WePower Increases Green Energy Aggregation for Low-income Nations

However, in distant, low-income regions, waste collection tends to be a more critical issue than in developed countries. For instance, African residents collect only 10% of the generated waste, while the rest of the garbage gets dumped into streets, gutters, waterways, or somewhere else.

The results are pernicious and even deadly, leading to terminal pulmonary illnesses. MailGuardian confirms that 20,000 South Africans die from air pollution every year.

But enough with dreadful figures, let’s see what blockchain could offer there. Through a decentralized blockchain ledger, one could track emissions, secure, trusted, and forgery-proof. And since developing nations are the major victims of unsustainable waste management, the primary mitigatory initiatives should be oriented towards them.

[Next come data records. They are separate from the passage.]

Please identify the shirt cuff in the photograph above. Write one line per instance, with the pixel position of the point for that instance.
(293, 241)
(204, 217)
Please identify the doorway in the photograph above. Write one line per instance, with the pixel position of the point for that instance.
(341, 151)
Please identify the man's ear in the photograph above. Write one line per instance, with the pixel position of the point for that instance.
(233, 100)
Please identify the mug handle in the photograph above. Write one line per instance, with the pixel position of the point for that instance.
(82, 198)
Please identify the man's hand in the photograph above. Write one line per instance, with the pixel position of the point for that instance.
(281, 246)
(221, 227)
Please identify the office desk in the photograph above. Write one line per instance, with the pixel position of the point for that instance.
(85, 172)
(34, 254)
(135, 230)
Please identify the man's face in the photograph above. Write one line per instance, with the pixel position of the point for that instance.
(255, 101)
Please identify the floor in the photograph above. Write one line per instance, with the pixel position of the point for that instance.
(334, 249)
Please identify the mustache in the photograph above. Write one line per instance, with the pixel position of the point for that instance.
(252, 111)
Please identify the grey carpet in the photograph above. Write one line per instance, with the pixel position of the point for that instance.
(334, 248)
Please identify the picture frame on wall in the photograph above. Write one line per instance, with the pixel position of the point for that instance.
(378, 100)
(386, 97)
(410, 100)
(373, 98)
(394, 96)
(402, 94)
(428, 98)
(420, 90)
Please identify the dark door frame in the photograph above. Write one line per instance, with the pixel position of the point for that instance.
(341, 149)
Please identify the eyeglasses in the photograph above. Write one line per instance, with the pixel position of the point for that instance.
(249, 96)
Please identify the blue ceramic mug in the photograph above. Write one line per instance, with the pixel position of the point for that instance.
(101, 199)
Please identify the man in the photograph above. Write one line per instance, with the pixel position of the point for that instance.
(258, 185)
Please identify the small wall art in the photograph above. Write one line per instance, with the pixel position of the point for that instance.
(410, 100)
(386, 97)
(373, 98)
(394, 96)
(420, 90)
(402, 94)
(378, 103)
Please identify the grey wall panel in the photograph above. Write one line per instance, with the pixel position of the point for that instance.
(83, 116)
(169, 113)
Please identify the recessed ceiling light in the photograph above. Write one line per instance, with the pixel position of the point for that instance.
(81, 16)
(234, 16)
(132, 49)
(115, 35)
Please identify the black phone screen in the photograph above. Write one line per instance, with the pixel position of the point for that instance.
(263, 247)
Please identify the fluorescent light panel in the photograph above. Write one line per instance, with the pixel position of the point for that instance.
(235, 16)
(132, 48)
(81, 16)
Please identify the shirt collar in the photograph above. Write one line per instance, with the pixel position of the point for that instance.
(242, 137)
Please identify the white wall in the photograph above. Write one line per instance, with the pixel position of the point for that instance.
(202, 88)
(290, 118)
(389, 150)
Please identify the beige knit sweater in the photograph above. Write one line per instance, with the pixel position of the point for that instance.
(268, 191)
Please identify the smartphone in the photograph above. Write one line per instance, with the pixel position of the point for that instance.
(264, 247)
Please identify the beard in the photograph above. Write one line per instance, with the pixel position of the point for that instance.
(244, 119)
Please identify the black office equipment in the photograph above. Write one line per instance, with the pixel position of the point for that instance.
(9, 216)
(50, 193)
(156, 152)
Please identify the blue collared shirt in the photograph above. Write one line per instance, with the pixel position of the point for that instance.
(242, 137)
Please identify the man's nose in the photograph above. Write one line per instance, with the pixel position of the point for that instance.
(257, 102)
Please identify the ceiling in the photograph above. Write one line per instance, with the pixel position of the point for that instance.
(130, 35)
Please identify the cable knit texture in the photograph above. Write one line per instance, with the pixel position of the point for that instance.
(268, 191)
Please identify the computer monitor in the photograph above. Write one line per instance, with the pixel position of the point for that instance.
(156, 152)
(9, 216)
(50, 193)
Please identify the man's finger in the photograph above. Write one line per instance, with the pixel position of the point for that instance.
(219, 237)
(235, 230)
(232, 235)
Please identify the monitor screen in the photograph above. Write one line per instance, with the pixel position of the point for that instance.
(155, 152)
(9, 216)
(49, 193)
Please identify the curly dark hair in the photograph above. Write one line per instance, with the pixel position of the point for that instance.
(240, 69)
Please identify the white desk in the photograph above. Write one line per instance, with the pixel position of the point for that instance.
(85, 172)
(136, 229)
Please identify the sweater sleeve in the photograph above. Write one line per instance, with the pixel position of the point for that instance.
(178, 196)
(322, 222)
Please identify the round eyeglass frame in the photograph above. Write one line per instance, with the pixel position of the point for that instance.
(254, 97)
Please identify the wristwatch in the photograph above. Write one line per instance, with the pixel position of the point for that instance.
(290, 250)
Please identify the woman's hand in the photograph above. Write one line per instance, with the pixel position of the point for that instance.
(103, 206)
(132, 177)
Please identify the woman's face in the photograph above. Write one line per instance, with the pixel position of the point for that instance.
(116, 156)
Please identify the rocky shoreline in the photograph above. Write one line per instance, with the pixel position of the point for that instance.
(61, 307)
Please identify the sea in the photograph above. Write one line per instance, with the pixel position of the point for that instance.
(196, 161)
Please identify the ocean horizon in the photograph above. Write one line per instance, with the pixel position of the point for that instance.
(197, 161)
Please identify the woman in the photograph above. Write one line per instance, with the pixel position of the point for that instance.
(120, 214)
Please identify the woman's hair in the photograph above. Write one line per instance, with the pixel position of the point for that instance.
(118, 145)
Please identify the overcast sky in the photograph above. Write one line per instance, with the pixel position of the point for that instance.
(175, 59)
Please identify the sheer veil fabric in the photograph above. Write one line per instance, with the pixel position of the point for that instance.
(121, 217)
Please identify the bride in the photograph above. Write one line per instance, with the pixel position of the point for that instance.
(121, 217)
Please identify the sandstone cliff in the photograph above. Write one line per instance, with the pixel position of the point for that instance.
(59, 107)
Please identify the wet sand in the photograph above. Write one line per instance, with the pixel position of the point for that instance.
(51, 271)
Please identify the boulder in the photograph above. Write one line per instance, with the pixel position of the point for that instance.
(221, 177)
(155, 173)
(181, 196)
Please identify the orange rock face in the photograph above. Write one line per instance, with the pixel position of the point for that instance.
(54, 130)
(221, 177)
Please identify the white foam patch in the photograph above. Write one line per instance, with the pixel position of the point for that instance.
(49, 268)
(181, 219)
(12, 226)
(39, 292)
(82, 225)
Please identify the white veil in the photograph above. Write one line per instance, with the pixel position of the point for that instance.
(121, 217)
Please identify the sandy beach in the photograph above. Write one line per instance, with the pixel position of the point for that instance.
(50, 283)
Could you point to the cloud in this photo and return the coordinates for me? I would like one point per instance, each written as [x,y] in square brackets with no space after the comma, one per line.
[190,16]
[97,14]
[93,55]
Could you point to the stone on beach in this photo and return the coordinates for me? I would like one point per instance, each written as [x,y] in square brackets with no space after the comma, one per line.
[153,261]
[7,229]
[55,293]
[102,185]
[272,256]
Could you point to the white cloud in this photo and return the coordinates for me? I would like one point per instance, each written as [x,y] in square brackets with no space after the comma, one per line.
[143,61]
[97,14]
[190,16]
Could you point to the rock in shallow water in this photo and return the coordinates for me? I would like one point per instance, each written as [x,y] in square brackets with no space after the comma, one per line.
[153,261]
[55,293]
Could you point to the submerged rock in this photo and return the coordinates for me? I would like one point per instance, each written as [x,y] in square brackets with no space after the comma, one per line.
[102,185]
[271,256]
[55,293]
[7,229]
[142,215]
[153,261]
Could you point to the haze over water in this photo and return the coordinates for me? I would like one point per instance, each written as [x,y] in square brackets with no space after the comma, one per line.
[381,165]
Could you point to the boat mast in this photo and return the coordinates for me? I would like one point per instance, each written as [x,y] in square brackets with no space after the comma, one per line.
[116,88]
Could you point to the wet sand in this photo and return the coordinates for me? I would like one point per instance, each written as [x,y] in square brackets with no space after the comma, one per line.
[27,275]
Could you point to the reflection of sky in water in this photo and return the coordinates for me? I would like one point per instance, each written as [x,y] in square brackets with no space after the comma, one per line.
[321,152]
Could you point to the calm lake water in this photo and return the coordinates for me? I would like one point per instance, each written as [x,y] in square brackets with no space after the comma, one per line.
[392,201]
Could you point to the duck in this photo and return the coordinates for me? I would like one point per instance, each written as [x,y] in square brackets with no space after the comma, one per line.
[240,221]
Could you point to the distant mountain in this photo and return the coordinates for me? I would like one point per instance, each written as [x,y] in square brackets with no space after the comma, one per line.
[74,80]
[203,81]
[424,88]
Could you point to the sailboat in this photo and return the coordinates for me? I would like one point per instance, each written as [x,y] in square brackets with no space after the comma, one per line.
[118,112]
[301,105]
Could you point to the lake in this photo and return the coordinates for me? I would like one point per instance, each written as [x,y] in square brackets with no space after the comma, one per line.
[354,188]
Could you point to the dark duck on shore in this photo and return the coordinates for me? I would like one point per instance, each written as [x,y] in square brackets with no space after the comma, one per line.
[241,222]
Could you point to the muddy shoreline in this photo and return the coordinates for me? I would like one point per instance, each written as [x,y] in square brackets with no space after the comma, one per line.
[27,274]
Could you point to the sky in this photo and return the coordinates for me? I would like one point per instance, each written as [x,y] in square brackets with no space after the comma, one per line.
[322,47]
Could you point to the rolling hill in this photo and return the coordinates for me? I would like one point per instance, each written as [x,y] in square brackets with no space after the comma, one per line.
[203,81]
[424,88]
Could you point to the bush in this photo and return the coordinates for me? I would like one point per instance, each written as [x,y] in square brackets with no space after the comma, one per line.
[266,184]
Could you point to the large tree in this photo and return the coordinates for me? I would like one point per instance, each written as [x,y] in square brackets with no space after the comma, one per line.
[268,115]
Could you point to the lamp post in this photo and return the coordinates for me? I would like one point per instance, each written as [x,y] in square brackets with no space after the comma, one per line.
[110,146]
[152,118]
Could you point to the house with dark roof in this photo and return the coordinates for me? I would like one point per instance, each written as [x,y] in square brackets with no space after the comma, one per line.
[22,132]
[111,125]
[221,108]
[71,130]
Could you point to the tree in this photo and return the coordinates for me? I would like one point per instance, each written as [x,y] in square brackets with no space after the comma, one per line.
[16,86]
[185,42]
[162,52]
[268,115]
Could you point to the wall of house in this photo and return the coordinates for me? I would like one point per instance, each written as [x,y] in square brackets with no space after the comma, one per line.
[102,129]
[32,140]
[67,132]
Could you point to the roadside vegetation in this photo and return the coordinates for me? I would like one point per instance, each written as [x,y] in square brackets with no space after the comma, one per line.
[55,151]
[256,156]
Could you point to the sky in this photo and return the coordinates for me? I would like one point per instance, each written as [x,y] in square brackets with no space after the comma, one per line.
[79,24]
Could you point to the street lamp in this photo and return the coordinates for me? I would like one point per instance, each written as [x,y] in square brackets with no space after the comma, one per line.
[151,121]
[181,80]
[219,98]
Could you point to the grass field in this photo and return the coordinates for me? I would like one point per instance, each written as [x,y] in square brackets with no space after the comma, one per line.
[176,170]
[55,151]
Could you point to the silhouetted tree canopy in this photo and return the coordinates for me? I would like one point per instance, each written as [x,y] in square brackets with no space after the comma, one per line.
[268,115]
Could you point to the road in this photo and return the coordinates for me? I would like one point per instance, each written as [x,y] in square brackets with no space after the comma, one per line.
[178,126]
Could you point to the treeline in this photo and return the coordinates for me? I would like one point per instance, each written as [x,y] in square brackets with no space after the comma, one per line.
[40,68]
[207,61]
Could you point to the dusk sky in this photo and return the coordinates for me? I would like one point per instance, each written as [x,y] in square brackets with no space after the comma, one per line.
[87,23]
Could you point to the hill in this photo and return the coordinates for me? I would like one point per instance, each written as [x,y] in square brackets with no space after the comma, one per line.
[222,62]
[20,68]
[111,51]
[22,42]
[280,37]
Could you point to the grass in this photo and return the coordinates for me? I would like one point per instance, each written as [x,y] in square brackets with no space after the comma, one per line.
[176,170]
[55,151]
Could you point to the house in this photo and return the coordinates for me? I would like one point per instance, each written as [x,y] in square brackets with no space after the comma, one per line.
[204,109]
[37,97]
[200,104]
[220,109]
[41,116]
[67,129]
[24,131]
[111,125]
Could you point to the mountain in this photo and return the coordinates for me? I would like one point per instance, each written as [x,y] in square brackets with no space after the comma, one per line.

One such initiative is a partnership between WePower and the Estonian government to establish “smart energy procurement” in developing nations. WePower represents a trading platform that connects green energy producers with buyers.

Producers can host green energy auctions with their own digital assets and sell energy wholly or partially. Each asset has a digital certificate of origin that buyers can validate through blockchain’s immutable history of transactions.

Veridium and IBM to Reduce Carbon Emissions with Blockchain

The last use case of today’s article demonstrates how blockchain can be implemented for carbon emission taxation purposes.

In December 2018, Veridium announced a partnership with IBM. Through blockchain technology, Veridium plans to convert carbon credits into fungible digital assets to be traded on a blockchain-enabled network for both public and private transactions.

As a result, companies will be able to check carbon footprints against validity via blockchain-based digital signatures. According to Veridium’s CEO Todd Lemons, blockchain-enabled emission measuring across supply chains will address global warming issues with the final aim of reducing environmental impacts.

Summing Up: Sea Changes are Coming

The use of blockchain will help reduce air pollution significantly, not to mention more automated, transparent, and less costly processes that will come with it. The technology is going to power up green energy and the sharing economy. For all that, blockchain will have a notable impact on the world’s economy.

With blockchain’s digitalization, the renewable energy sector will reach the ultimate goal of rapid energy transition across the board. Big things are going to happen, could you imagine something like that a few decades ago?